Tratto da una storia breve che stavo scrivendo:
“Tu non sei vivo. Sei morto. Per la precisione, sei morto in questo momento. Quella che stai provando non è la sensazione della vita che scorre. È la sensazione della tua stessa morte, che avvenendo torna a riprendersi tutti i tuoi istanti. Questa non è la tua vita. Questo non è il tempo che scorre. Queste non sono lettere e tu non stai leggendo. Tu sei già morto, stai morendo adesso. E questi, beh, questi sono soltanto i tuoi stupidi ricordi. Addio.”
Si pensa, in alcune culture, che il modo in cui si muore determini la qualità della propria vita prima di quell’istante. Per questo, molto spesso, viene data molta importanza al momento del trapasso. L’Ultimo Istante. La guerra non rappresentava solo un modo di aumentare il potere interno della propria nazione. Era un mezzo a disposizione degli uomini, utilizzato per fornire a se stessi l’occasione di darsi la morte a vicenda, di morire in un certo modo. Veniva considerato onorevole, il gesto del guerriero di terminare la propria vita sulla lama del nemico, rovinosamente, divorato dai demoni della rabbia e del coraggio, tragedicamente massacrato nell’atto di combattere per la propria patria. Il culmine della gloria.
La guerra non si combatteva per vincere. Si combatteva per morire.
Come mai tutto questo? Come può essere che una morte gloriosa rappresenti una traguardo tanto significativo per l’individuo, così tanto da spingerlo addirittura a sacrificarsi spontaneamente, ad accorciare persino la propria esistenza, pur di massimizzare l’effetto dell’ultimo dei suoi istanti su tutti gli altri?
La risposta è estremamente semplice. Quegli uomini sapevano quello che adesso sai anche tu. Questo, questo che stai “vivendo” in questo momento, non è la tua vita, non è il tempo che scorre. Questo è l’istante della tua morte. La vita è un susseguirsi di istanti. Si susseguono senza sosta, uno dopo l’altro, sospinti dalla legge della causa e dell’effetto.
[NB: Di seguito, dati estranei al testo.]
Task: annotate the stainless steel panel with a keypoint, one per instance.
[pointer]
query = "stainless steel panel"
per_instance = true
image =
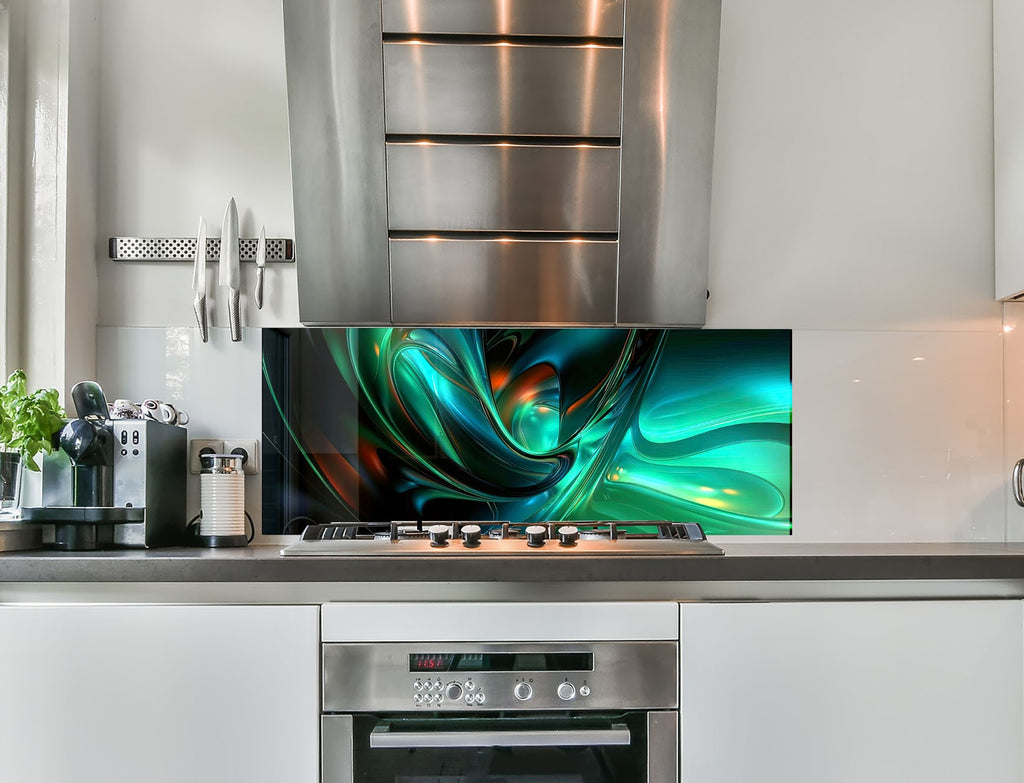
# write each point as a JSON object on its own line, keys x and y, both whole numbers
{"x": 337, "y": 749}
{"x": 496, "y": 281}
{"x": 336, "y": 121}
{"x": 502, "y": 187}
{"x": 627, "y": 676}
{"x": 663, "y": 747}
{"x": 502, "y": 89}
{"x": 671, "y": 79}
{"x": 617, "y": 734}
{"x": 525, "y": 17}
E se è vero che le leggi fisiche li legano a stretto giro, concatenando inevitabilmente e inoppugnabilmente tutti gli avvenimenti, traendo dal precedente l’energia da consegnare al successivo, e se è vero che effettivamente l’ultimo di questi avvenimenti esiste, e può essere infine raggiunto e vissuto… Beh, in questo caso, questo Ultimo Avvenimento, questo Ultimo Istante, non può che rappresentarli tutti quanti, a ritroso, risalendo dall’effetto alla causa, da lì partendo fino alla fonte dello spazio e del tempo, percorrendolo all’indietro come una scala, istante per istante. E passando appunto anche per questo. Tutti quanti, infatti, avvengono nel presente.
E questo significherebbe infine che essendo tutti gli istanti concatenati e mutualmente comunicanti, l’Essenza del tuo Presente, ora e adesso e qui in questo momento, ciò che tu chiami essere vivo e sveglio e sano e attento e leggere… Non può che combaciare con l’Essenza del tuo Ultimo Presente. Ovvero ciò che stai assaporando proprio adesso. La tua stessa morte.
In questo scenario appare quindi ovvio il significato dell’importanza che quelle culture attribuivano al modo di morire. Il modo in cui morirai determinerà la qualità della tua intera esitenza. O per meglio dire, il modo in cui stai morendo adesso.